# Performance: oxits (Rust) vs pyts (Python)
## Methodology
Both libraries are benchmarked with identical methodology:
- **Runs**: 51 timed iterations after 5 warmup runs
- **Statistic**: P25 (25th percentile) — more robust than median for workloads with upward-skewed noise from thread scheduling
- **Data**: Seeded random normal data with matched dimensions
- **Build**: Rust release profile with `lto = "fat"`, `codegen-units = 1`, `target-cpu=native`
### System
| **CPU** | 13th Gen Intel Core i9-13900H (14 cores / 20 threads, up to 5.4 GHz) |
| **OS** | Manjaro Linux 6.18.8 |
| **Rust** | 1.93.0 (2026-01-19) |
| **Python** | 3.14.2 |
| **pyts** | 0.13.0 |
### Running the benchmarks
```bash
# Rust
cargo run --release --example benchmark --features decomposition
# Python
cd test_harness
pip install -r requirements.txt
python benchmark_pyts.py
# Comparison report
python compare_benchmarks.py
```
## Results
### Preprocessing
| StandardScaler | 100 x 500 | 0.392 | 0.032 | **12.3x** |
| MinMaxScaler | 100 x 500 | 0.258 | 0.037 | **7.0x** |
| KBinsDiscretizer | 100 x 500 | 1.653 | 0.155 | **10.7x** |
### Approximation
| PAA (output_size=50) | 100 x 500 | 0.022 | 0.024 | 0.9x |
| SAX (n_bins=4) | 100 x 500 | 0.748 | 0.095 | **7.9x** |
| DFT (n_coefs=20) | 100 x 500 | 0.410 | 0.056 | **7.4x** |
| SFA (fit+transform) | 100 x 500 | 0.828 | 0.330 | **2.5x** |
### Metrics (DTW)
| DTW classic | n=100 | 0.093 | 0.049 | **1.9x** |
| DTW classic | n=500 | 1.932 | 1.361 | **1.4x** |
| DTW classic | n=1000 | 9.831 | 5.528 | **1.8x** |
| DTW Sakoe-Chiba | n=500 | 0.532 | 0.339 | **1.6x** |
| DTW fast | n=500 | 6.201 | 0.181 | **34.4x** |
DTW classic has a hard performance floor due to the sequential O(nm) dynamic programming recurrence.

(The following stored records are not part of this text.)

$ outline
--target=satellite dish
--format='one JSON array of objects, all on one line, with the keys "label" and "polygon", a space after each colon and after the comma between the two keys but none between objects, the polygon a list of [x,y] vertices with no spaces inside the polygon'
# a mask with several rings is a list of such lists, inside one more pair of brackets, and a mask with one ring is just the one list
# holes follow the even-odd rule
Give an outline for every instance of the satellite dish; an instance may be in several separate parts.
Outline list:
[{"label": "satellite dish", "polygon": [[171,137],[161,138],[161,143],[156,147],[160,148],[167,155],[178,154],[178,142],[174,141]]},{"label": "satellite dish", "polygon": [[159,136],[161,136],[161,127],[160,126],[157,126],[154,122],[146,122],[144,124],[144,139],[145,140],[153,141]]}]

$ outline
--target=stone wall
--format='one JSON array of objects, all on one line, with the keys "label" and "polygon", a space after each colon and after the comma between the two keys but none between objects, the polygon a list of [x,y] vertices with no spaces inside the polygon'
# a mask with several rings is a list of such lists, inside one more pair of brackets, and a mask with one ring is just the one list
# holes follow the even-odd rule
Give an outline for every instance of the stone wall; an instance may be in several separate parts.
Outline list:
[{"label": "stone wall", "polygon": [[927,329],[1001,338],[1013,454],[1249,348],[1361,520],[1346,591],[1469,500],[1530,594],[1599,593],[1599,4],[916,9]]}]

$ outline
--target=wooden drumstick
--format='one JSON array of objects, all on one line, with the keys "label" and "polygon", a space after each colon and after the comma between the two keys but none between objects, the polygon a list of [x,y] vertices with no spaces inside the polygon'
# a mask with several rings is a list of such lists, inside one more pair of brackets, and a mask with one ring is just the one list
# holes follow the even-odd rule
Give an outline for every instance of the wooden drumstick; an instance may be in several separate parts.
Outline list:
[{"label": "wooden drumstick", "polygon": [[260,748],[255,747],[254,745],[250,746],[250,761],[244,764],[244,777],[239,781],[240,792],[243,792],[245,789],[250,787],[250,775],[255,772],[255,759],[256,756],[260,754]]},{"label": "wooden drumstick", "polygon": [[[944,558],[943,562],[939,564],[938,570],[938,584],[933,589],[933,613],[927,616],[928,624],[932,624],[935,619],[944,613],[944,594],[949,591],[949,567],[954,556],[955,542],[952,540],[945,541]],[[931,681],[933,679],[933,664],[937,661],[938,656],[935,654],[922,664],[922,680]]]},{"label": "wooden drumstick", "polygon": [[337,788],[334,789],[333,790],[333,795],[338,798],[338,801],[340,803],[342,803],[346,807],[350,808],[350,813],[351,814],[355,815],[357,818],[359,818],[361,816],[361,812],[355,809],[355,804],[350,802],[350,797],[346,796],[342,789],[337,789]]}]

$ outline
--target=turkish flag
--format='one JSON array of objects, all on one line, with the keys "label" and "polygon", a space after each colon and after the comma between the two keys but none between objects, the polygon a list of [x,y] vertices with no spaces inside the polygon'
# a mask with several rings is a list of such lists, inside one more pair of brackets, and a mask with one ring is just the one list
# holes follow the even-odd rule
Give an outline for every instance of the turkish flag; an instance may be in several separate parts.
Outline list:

The large DTW fast speedup comes from the multiscale approximation implementation.
### Bag of Words
| BagOfWords | 50 x 200 | 16.73 | 8.857 | **1.9x** |
### Image Transforms
| GASF | 50 x 100 | 0.742 | 0.243 | **3.1x** |
| GADF | 50 x 100 | 0.735 | 0.254 | **2.9x** |
| MTF | 50 x 100 | 1.412 | 0.234 | **6.0x** |
| RecurrencePlot | 50 x 100 | 0.815 | 0.222 | **3.7x** |
### Decomposition
| SSA (window=10) | 20 x 200 | 3.335 | 0.316 | **10.5x** |
### Transformation
| BOSS (fit+transform) | 50 x 300 | 26.64 | 9.052 | **2.9x** |
| ROCKET (500 kernels) | 50 x 300 | 58.89 | 5.664 | **10.4x** |
| ShapeletTransform | 50 x 300 | 37,240 | 284 | **131.2x** |
| BagOfPatterns | 50 x 300 | 29.90 | 12.53 | **2.4x** |
### Classification
| KNN (k=3, Euclidean) | 50/20 x 200 | 1.651 | 0.098 | **16.8x** |
| BOSSVS | 50/20 x 200 | 26.19 | 7.968 | **3.3x** |
| TimeSeriesForest | 50/20 x 200 | 44.18 | 9.127 | **4.8x** |
SAXVSM, TSBF, and LearningShapelets are not available in pyts and have no comparison baseline.
## Summary
| **Geometric mean speedup** | **5.0x** |
| Arithmetic mean speedup | 11.6x |
| Median speedup | 3.7x |
| Min speedup | 0.9x (PAA) |
| Max speedup | 131.2x (ShapeletTransform) |
25 out of 28 algorithms have Python baselines. All 25 are faster or within measurement noise. The largest gains come from compute-intensive algorithms (ShapeletTransform, DTW fast, KNN, ROCKET, SSA) where Rust's compiled code, SIMD autovectorization, and Rayon parallelism compound.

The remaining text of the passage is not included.